Он даже не вошел в дом из опасения, что отец засадит его за учение. Раввинша сползла с постели и как была, в чулках, с растрепанными волосами, кинулась к двери.
— Я глаза ей выцарапаю! — вытянула Эйдл свои скрюченные пальцы с длинными ногтями. — Она, эта распутная агуна, во всем виновата. Из-за нее мои дети умрут с голоду.
— Не она виновата, я виноват, — пробормотал реб Довид, дрожа всем телом. — Она была у меня, в синагоге, и сказала, что готова развестись с мужем. Но я потребовал, чтобы она ни в коем случае не разводилась.
— Вот как! Ты с ней встречаешься, а я об этом и не знаю! — загорелись дикой злобой темные глаза раввинши. — Я так и чувствовала, что между вами что-то есть. Она моложе меня, красивей и хорошо зарабатывает.
— Молчи! — крикнул реб Довид так, что у раввинши перехватило дыхание, и она уставилась на него, окаменев. Никогда еще не слышала она, чтобы муж ее так кричал.
— О собственной жене своей и детях он не думает, — и раввинша обессиленно повалилась на кровать.
— Ты с ума сошла! К нам домой белошвейка боялась прийти, потому что ты ее выгнала. Поэтому она пришла в синагогу сказать мне, что готова развестись с мужем, лишь бы уберечь нас от неприятностей. Но я ответил, что этим она только причинит мне зло. Ведь это будет означать, что даже агуна не поддерживает мое решение, а я хочу всем доказать, что настаиваю на своем толковании Закона. Пускай выгоняют нашего сына из хедера, пускай не числят меня в миньяне, пускай раввины не платят мне жалованья — я не сдамся!
— А на что мы будем жить, как будем платить за квартиру? — зарыдала в подушки раввинша. — Фельдшер не хочет больше приходить к Мотеле, потому что мы задолжали за лечение. А где мы возьмем деньги ребенку на молоко? Сейчас прибежит Иоселе с криком «мама, хочу есть!». О Господь небесный! Люди с более здоровым, чем у меня, сердцем падают и не поднимаются. А я с таким больным сердцем живу на этом свете, живу и мучаюсь. Куда ты уходишь? — закричала она на мужа, надевшего пальто.

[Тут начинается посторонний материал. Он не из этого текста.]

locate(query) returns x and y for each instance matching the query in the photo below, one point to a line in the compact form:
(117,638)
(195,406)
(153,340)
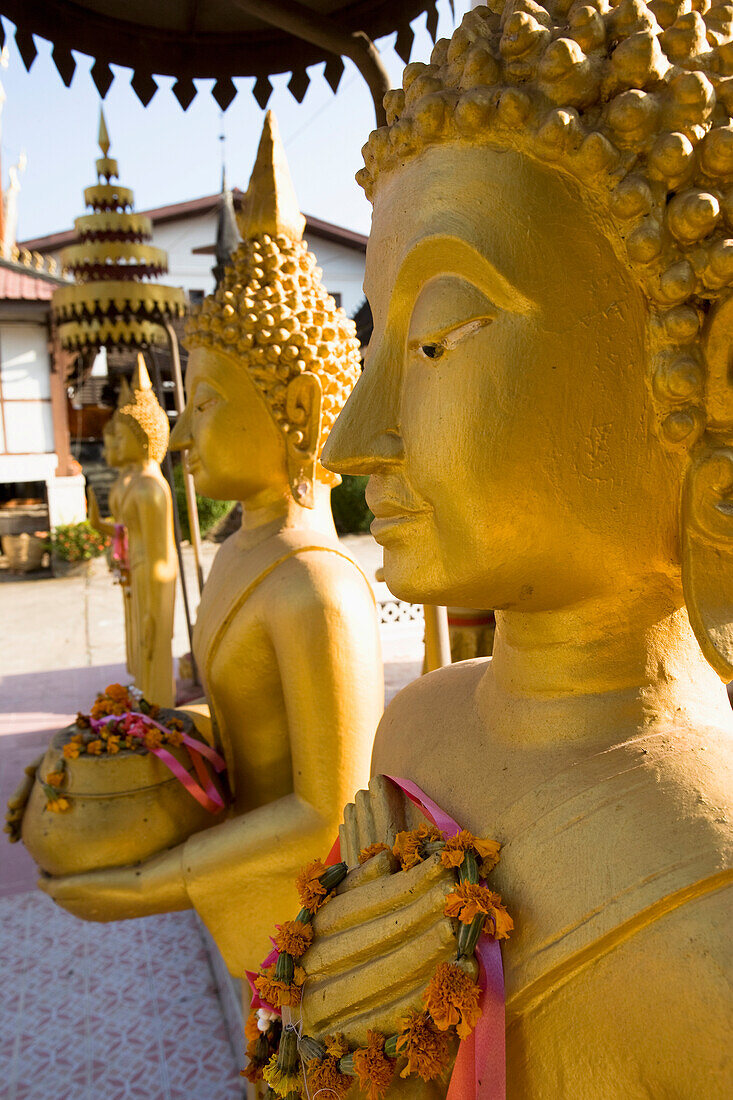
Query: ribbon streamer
(206,793)
(480,1067)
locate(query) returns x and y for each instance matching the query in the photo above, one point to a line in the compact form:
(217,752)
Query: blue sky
(167,155)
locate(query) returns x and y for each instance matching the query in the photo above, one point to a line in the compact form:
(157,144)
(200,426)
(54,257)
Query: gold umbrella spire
(270,205)
(140,375)
(112,303)
(104,135)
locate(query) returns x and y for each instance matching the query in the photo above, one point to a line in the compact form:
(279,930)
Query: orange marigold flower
(279,993)
(294,937)
(467,900)
(457,846)
(153,738)
(373,849)
(501,921)
(374,1070)
(325,1076)
(313,893)
(336,1045)
(426,1047)
(407,845)
(452,999)
(116,692)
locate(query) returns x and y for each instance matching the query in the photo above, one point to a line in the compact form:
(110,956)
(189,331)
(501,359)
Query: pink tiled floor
(123,1011)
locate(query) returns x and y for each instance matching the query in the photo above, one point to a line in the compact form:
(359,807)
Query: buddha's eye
(203,405)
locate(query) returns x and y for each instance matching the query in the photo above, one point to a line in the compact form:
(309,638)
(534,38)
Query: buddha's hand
(121,892)
(149,636)
(18,801)
(376,947)
(95,518)
(380,941)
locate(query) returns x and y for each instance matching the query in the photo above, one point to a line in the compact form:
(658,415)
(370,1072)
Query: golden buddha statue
(546,416)
(286,638)
(135,441)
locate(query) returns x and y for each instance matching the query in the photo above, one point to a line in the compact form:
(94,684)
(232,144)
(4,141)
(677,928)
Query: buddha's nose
(365,437)
(181,437)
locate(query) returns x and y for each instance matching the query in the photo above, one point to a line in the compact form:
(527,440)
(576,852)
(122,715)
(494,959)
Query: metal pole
(437,637)
(179,400)
(167,471)
(312,26)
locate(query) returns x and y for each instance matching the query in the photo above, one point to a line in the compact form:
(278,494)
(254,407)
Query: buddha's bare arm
(161,569)
(324,634)
(104,526)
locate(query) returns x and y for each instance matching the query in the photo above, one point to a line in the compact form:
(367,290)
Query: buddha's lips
(389,515)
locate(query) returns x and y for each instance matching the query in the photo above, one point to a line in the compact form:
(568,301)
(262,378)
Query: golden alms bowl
(116,810)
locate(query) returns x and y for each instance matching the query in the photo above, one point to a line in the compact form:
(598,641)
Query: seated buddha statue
(141,528)
(286,638)
(546,416)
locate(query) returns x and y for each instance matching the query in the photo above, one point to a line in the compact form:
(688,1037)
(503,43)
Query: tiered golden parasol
(111,305)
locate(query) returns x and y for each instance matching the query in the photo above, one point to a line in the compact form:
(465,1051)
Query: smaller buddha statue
(286,638)
(143,548)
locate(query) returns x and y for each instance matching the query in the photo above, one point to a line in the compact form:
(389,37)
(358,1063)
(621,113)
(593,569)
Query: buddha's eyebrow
(451,255)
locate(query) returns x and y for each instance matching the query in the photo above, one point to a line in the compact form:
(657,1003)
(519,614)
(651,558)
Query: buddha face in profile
(138,430)
(548,272)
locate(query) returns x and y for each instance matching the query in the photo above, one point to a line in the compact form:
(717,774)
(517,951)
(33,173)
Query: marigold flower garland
(123,732)
(298,1067)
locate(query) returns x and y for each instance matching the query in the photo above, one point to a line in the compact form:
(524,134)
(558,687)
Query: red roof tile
(193,207)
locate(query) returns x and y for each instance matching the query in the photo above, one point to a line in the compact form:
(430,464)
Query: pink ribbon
(206,793)
(120,549)
(480,1068)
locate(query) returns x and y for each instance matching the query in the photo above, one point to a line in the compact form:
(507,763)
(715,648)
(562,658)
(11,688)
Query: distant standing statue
(287,637)
(135,440)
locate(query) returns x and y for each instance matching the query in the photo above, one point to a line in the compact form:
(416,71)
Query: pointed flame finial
(124,396)
(102,136)
(270,205)
(141,377)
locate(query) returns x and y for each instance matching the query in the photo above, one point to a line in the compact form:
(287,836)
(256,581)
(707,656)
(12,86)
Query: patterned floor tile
(124,1011)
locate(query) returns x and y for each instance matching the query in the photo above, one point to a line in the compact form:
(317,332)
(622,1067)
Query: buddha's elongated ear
(304,400)
(707,512)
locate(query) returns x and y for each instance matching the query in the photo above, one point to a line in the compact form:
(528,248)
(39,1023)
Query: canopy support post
(309,25)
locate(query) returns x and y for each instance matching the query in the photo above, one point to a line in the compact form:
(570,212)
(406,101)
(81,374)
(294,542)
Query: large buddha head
(272,358)
(545,408)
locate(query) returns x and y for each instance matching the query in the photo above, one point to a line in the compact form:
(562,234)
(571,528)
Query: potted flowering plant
(74,545)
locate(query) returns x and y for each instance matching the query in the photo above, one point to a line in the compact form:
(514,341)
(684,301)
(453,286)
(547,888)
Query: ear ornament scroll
(707,513)
(304,413)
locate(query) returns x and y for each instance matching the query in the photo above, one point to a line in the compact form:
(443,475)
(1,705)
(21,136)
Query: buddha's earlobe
(304,400)
(707,530)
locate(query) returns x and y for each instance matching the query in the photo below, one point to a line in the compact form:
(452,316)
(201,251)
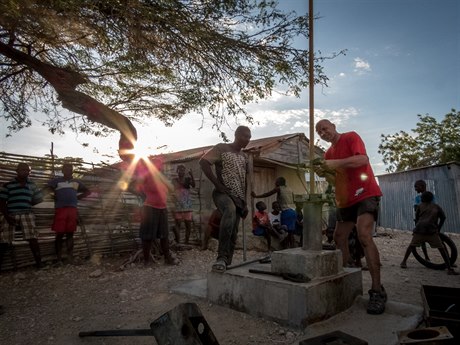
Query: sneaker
(377,300)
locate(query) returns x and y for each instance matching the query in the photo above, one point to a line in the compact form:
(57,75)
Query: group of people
(429,219)
(345,166)
(19,195)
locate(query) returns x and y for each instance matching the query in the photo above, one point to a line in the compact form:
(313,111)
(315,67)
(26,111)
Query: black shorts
(154,223)
(350,214)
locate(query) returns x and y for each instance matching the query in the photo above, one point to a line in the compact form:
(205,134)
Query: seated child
(261,225)
(429,218)
(275,218)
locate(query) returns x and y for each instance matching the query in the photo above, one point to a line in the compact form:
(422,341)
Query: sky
(402,59)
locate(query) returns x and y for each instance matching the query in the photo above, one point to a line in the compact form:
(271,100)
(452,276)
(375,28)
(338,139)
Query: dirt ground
(53,305)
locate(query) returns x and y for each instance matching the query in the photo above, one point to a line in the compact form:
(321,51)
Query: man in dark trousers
(229,195)
(357,197)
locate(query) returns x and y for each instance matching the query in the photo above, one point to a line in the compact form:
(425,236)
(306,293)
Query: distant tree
(431,143)
(113,61)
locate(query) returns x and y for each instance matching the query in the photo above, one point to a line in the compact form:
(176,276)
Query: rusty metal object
(336,337)
(265,259)
(183,325)
(293,277)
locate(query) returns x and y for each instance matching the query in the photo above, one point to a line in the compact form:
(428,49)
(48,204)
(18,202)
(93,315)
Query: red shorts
(65,219)
(183,215)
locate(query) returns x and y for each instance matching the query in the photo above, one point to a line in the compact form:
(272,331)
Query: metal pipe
(311,83)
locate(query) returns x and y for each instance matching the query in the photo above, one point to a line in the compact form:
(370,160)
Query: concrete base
(312,263)
(293,304)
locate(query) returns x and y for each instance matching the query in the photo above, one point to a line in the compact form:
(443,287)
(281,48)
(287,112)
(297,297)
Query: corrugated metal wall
(397,209)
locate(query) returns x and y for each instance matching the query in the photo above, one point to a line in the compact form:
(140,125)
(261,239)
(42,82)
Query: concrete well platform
(330,291)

— Иду занять денег. Есть еще милосердные люди. Всевышний, помогающий всем гонимым, поможет и нам, и тогда я расплачусь со всеми.
— Не у нее, слышишь! У нее не смей занимать, — вновь рванулась с постели раввинша.

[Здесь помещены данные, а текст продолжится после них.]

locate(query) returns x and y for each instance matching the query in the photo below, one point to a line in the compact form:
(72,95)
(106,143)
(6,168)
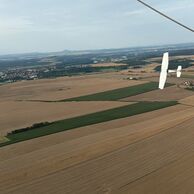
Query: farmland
(85,120)
(118,94)
(98,133)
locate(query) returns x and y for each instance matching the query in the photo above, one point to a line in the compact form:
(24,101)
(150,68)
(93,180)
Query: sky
(56,25)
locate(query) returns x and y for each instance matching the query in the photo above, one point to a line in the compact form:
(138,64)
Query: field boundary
(28,133)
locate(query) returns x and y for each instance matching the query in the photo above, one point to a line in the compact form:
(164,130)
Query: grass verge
(85,120)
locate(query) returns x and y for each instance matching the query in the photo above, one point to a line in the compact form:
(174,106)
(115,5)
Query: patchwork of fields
(106,135)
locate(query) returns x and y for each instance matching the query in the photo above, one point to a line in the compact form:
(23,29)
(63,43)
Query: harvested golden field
(62,88)
(16,115)
(112,160)
(168,94)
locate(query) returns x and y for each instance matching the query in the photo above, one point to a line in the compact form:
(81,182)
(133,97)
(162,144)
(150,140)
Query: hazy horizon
(51,26)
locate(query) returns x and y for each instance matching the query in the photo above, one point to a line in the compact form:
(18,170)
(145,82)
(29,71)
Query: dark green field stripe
(86,120)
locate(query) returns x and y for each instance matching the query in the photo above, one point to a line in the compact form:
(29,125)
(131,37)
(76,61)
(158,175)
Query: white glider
(165,71)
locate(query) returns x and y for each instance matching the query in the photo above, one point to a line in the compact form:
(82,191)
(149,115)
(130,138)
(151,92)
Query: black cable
(173,20)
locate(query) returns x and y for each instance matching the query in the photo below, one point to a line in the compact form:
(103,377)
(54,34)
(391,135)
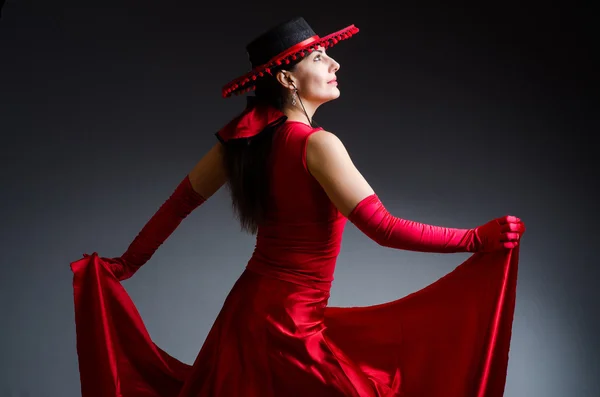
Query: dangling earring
(294,98)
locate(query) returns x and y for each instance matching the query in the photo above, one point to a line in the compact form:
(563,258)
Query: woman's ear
(284,79)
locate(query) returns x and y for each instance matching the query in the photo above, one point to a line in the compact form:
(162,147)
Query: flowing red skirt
(276,338)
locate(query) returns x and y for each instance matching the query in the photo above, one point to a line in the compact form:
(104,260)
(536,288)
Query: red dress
(276,335)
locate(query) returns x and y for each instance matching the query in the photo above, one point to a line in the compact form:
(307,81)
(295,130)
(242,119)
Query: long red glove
(371,217)
(162,224)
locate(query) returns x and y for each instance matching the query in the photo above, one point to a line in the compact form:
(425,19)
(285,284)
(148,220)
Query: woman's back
(301,238)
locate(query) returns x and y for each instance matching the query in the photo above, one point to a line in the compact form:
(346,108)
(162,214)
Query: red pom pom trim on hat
(246,83)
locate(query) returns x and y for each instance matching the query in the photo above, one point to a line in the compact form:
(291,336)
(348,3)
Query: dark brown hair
(247,165)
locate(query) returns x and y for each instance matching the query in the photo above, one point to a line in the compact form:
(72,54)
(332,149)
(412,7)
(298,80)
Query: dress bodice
(301,237)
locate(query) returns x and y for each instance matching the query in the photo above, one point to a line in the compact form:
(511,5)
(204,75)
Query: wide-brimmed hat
(280,45)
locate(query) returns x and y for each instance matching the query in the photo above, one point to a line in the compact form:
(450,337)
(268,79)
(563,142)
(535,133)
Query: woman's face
(315,79)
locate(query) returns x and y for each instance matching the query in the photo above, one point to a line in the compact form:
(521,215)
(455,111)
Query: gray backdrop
(455,116)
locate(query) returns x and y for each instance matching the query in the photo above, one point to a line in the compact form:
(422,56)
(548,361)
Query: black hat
(285,42)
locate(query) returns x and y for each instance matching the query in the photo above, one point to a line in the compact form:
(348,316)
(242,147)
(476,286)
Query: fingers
(511,244)
(508,219)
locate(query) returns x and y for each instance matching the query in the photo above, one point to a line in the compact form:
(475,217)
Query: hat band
(294,48)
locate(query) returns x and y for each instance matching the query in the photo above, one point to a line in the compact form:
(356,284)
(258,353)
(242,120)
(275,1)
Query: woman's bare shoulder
(329,162)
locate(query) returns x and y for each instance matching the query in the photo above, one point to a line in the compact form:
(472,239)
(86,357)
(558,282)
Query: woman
(295,186)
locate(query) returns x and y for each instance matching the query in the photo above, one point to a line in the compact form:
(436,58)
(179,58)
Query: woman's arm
(195,188)
(328,161)
(208,175)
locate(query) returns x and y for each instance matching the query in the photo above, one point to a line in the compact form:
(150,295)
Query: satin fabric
(276,335)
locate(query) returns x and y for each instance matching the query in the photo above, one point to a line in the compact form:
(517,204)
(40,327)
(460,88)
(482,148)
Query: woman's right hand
(116,266)
(500,233)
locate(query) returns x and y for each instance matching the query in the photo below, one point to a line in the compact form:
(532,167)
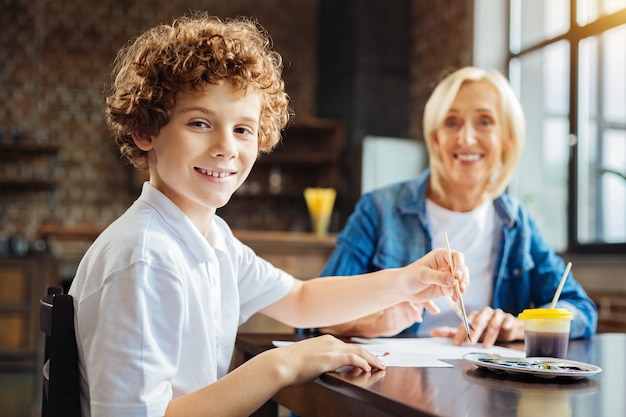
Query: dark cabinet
(23,281)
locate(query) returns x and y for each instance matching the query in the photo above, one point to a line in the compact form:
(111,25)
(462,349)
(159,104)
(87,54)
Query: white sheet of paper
(423,352)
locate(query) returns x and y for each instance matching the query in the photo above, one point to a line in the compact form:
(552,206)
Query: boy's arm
(334,300)
(247,387)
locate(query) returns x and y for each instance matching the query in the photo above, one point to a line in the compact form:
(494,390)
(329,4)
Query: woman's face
(469,141)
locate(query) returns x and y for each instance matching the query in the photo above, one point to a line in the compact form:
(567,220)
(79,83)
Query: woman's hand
(305,360)
(490,326)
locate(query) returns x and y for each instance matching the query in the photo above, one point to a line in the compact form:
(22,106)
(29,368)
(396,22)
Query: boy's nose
(223,145)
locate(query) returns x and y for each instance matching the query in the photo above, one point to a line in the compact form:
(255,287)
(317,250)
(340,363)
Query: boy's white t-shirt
(157,307)
(473,233)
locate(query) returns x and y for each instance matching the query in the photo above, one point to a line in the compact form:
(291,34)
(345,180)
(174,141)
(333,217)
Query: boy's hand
(430,276)
(305,360)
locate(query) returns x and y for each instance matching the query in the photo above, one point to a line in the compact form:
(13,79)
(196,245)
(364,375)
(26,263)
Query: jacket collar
(413,201)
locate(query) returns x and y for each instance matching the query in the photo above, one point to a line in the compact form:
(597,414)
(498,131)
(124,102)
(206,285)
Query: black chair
(61,397)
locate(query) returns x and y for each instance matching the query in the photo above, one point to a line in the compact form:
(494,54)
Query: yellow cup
(546,331)
(320,202)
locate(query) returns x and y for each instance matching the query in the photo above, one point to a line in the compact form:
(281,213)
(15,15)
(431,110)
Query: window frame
(574,36)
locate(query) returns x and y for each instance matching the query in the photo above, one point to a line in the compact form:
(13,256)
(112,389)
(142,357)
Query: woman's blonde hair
(186,55)
(513,125)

Реб Довид отступил на шаг и пожал плечами, всем своим видом давая понять, что не сомневается в безумии жены. От удивления перед ее нелепой выдумкой он даже улыбнулся: как могла она хоть на миг подумать, что он пойдет одалживать деньги у женщины, которую освободил от брака. Это же все равно что получить взятку. Он пойдет к одному из тех прихожан, которые заступились за него, когда староста его опозорил. На мгновение реб Довид застыл в нерешительности и пробормотал: занимать? Конечно же, он будет просить в долг. И все же он поставит условие, что, если ему нечем будет расплатиться, пусть эти деньги считаются пожертвованием, милостыней.

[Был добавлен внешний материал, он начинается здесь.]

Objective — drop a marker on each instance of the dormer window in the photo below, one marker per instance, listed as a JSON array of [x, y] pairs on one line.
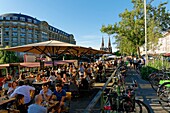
[[35, 21], [22, 18], [15, 18], [29, 20], [1, 18], [7, 18]]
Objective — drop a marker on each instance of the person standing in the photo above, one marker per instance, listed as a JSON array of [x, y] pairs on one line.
[[37, 107], [60, 94], [24, 90]]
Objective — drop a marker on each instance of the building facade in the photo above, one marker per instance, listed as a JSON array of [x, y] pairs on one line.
[[19, 29]]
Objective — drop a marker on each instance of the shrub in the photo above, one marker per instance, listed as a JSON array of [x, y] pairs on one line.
[[153, 66]]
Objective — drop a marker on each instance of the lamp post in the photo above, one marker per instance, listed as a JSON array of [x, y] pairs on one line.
[[146, 56]]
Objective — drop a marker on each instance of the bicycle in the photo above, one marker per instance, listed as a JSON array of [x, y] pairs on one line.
[[155, 78], [163, 93], [124, 101]]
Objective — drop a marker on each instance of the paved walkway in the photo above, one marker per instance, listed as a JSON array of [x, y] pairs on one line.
[[145, 92]]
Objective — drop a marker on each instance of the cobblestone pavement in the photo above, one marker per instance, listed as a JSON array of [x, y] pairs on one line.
[[145, 92]]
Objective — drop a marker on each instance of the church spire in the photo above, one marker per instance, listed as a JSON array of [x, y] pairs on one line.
[[109, 45], [102, 46]]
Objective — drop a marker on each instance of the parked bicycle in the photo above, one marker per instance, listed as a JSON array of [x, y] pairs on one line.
[[122, 100]]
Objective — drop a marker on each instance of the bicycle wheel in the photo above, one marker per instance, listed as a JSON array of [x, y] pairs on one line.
[[163, 92], [141, 107], [107, 107], [154, 80]]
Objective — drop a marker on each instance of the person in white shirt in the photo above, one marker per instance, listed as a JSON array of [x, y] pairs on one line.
[[37, 107], [24, 90]]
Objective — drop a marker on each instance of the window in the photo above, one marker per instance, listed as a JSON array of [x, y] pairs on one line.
[[30, 31], [29, 35], [22, 29], [6, 29], [29, 20], [15, 39], [7, 23], [22, 34], [6, 34], [7, 18], [22, 43], [35, 41], [35, 36], [14, 44], [15, 18], [14, 23], [14, 34], [6, 39], [22, 18], [14, 29], [29, 40], [36, 32], [23, 40], [35, 21], [1, 18]]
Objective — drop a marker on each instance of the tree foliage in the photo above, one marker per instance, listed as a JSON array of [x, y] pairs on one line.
[[130, 31], [7, 57]]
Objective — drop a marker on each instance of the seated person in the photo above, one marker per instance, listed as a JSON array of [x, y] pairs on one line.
[[24, 90], [14, 85], [37, 107], [84, 83], [60, 94], [20, 103], [45, 92], [65, 79], [22, 77], [5, 82], [38, 78]]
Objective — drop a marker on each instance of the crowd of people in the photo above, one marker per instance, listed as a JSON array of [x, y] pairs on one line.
[[60, 80]]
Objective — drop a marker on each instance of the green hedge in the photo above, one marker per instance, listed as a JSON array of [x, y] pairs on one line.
[[153, 66]]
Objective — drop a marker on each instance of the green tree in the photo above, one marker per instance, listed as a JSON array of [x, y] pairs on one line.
[[131, 27], [8, 57]]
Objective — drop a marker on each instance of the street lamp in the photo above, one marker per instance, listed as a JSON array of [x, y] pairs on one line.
[[146, 56]]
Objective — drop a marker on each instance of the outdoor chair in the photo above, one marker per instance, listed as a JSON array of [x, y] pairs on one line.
[[66, 108]]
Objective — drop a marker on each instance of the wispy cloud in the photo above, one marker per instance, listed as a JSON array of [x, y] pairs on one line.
[[91, 37]]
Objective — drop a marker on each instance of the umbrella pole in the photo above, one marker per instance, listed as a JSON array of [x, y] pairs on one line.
[[53, 62]]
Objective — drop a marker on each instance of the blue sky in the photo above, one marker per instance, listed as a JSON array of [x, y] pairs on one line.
[[82, 18]]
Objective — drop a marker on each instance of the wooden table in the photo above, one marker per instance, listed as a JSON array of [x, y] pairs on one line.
[[49, 105], [4, 100], [41, 83]]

— Милостыня? — воскликнула раввинша. — Милостыню принять ты согласен, а уступить своим же коллегам-раввинам не хочешь?
— Самые почтенные люди просили милостыню. Милостыня не грабеж и не позор. Но от своего я не отступлюсь! Ни за что не отступлюсь! — выпалил реб Довид и сразу остыл и поник. С безвольно повисшими руками, маленький, сгорбившийся, стоит он, как одинокий путник поздней осенью в пустынном поле. И на версту вокруг него ни деревца, ни куста, где он мог бы укрыться от холодного ливня.